Mural of Freddie Gray

2 Years After Freddie Gray, Justice Dept. Seems to be Backing Away

The DOJ says it is "concerned" about a consent decree reached on police reforms, changing faces on an Obama-era policy there and in other cities

Mural of Freddie Gray

Baltimore police walk near a mural depicting Freddie Gray after prosecutors dropped remaining charges against the three Baltimore police officers who were still awaiting trial in Gray’s death. AP / Steve Ruark

The Department of Justice said it has “grave concerns” about a consent decree reached with the City of Baltimore during the Obama administration to reform its police department and says it is skeptical about whether or not it will improve public safety.

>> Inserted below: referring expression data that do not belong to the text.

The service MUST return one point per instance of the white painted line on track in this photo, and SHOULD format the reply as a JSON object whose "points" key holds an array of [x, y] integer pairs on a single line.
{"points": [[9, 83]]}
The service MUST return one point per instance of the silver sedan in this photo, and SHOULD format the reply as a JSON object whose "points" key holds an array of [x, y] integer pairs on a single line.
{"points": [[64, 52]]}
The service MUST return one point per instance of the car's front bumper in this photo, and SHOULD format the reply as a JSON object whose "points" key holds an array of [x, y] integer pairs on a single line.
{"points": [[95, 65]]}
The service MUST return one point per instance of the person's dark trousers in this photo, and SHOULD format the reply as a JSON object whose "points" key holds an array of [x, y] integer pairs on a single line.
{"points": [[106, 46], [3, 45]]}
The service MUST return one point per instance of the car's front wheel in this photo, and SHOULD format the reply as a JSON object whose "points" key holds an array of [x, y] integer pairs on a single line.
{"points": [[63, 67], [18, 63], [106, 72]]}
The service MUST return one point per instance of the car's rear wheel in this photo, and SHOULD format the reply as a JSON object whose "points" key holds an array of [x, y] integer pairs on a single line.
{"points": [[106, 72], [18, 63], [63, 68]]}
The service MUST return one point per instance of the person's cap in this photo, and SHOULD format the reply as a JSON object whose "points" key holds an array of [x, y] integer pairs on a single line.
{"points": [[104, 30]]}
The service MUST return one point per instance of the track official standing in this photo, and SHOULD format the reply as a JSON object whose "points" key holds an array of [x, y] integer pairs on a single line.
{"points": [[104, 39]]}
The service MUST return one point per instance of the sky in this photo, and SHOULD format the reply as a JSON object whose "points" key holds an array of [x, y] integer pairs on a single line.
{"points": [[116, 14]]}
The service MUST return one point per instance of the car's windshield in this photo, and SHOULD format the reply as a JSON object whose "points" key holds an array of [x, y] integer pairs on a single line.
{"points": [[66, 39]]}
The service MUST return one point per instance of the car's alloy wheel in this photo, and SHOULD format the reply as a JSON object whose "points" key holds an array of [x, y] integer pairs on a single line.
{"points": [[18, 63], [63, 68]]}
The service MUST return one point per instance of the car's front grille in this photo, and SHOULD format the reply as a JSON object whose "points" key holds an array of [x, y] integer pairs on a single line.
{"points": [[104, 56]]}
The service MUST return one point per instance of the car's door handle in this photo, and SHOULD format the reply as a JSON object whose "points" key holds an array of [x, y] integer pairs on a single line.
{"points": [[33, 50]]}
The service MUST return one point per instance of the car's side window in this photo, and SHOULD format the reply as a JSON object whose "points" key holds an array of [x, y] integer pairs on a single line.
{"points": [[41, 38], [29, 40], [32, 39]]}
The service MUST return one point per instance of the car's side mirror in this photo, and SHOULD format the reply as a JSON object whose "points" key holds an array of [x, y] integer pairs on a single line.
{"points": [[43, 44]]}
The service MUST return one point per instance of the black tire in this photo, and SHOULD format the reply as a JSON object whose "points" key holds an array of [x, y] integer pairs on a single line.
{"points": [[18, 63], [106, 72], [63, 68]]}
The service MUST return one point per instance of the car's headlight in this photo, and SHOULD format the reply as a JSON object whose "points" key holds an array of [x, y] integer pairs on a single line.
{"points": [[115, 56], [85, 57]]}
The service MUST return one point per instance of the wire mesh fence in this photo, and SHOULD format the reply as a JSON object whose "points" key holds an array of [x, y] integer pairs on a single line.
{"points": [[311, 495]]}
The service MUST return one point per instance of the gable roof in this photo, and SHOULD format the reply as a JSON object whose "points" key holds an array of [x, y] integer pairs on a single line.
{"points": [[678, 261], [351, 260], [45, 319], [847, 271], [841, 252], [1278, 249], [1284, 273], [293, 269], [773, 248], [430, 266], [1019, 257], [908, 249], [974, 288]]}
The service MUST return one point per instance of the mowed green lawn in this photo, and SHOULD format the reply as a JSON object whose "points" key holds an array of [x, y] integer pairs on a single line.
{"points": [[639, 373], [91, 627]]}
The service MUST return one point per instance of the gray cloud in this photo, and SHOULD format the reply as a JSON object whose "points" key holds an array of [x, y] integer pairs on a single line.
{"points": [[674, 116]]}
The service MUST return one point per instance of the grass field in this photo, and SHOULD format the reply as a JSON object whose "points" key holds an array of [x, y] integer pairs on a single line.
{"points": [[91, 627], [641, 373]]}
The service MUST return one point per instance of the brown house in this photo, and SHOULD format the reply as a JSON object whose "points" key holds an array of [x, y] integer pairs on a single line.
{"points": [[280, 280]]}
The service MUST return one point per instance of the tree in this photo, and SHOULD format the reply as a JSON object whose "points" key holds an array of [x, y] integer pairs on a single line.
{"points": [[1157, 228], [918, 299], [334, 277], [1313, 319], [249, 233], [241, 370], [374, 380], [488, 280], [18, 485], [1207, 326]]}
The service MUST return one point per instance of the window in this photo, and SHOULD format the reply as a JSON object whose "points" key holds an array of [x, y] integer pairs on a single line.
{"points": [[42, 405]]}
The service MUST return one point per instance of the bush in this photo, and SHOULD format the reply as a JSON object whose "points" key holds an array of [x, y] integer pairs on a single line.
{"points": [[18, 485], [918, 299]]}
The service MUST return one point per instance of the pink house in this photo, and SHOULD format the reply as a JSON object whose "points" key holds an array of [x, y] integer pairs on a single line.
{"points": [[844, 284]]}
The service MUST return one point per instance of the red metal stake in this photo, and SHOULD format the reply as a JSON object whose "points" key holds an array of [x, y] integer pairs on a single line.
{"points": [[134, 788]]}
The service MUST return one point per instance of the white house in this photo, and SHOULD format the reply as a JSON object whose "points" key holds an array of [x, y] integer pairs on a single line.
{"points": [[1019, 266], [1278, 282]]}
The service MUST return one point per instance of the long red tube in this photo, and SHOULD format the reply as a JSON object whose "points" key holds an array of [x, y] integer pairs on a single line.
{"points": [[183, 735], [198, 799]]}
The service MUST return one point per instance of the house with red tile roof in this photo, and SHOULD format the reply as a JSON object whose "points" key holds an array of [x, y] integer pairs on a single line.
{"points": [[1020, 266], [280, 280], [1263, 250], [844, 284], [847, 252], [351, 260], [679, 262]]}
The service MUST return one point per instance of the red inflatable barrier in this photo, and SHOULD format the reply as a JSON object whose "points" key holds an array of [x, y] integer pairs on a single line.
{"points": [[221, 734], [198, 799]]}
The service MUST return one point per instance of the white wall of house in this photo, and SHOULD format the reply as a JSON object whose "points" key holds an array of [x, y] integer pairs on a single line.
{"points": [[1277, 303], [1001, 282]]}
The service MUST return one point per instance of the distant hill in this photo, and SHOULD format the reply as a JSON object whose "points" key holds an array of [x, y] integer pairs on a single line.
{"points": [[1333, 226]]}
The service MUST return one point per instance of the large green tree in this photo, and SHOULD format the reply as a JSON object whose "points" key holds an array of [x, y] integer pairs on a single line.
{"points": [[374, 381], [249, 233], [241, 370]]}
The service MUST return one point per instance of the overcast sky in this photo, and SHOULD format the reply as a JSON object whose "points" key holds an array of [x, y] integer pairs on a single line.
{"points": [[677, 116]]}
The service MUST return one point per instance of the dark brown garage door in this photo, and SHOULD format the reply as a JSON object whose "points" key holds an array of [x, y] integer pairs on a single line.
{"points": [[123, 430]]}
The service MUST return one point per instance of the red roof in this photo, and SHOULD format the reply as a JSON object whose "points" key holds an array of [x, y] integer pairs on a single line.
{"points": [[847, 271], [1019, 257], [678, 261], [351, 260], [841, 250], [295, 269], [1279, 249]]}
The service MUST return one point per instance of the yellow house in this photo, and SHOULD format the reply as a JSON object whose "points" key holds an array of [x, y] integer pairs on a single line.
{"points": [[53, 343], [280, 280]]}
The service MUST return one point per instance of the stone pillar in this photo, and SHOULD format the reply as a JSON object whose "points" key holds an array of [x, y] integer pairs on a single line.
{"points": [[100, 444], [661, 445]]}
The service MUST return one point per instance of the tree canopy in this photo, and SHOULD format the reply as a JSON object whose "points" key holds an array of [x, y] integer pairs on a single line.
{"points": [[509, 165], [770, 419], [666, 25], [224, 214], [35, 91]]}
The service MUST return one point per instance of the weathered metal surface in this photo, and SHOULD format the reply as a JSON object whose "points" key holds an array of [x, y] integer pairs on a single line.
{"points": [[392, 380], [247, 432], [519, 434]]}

The development comes two years after the death of Freddie Gray, a Black man who died in police custody. Gray’s death touched off days of social unrest there.



During a public hearing attended by Baltimore residents, John Gore, an attorney for the DOJ’s Civil Rights Division, said the department “certainly agrees that there is a critical need for police reform,” but it is “really the job of local officials.”

He also said Attorney General Jeff Sessions is concerned over whether the decree “will achieve the goals of public safety and law enforcement while at the same time protecting civil rights.”

The department is requesting a 90-day hold in the consent decree process. Gore said there has been a spike in crime in Baltimore and the administration wants to make sure that the agreement “will help rather than hinder public safety.”

The stand represents the start of what appears to be a retreat by the Trump administration from the federal consent decrees that have been put in place in several U.S. cities in recent years to root out racism, excessive force and other abuses against minorities.

Gore said there are similar concerns that the DOJ has about consent decrees in other cities across the nation. The Obama Justice Department opened roughly two dozen investigations into police departments and 14 of them ended in consent decrees, in citieslike Chicago; Ferguson, Missouri; Miami; Cleveland; Albuquerque, N.M.; and Newark, N.J.

Acting City Solicitor, David Ralph, maintains that the decree was put together with the input of the community. He also says better public safety and increased security and training for police officers were all considered as it was being assembled.

“We don’t believe delay is necessary,” Ralph said, according to the Baltimore Sun. “We would like to move forward.”

Mayor Catherine Pugh and Police Commissioner Kevin Davis have vowed to press on with police reform regardless of what happens with the consent decree. But they stressed they would prefer to see a court-enforceable agreement.

“The consent decree needs to be passed for us to feel we can call on the Baltimore Police Department without them making us into the criminals when we are the victims,” said Shane-jah McCaffity, an African-American high school student.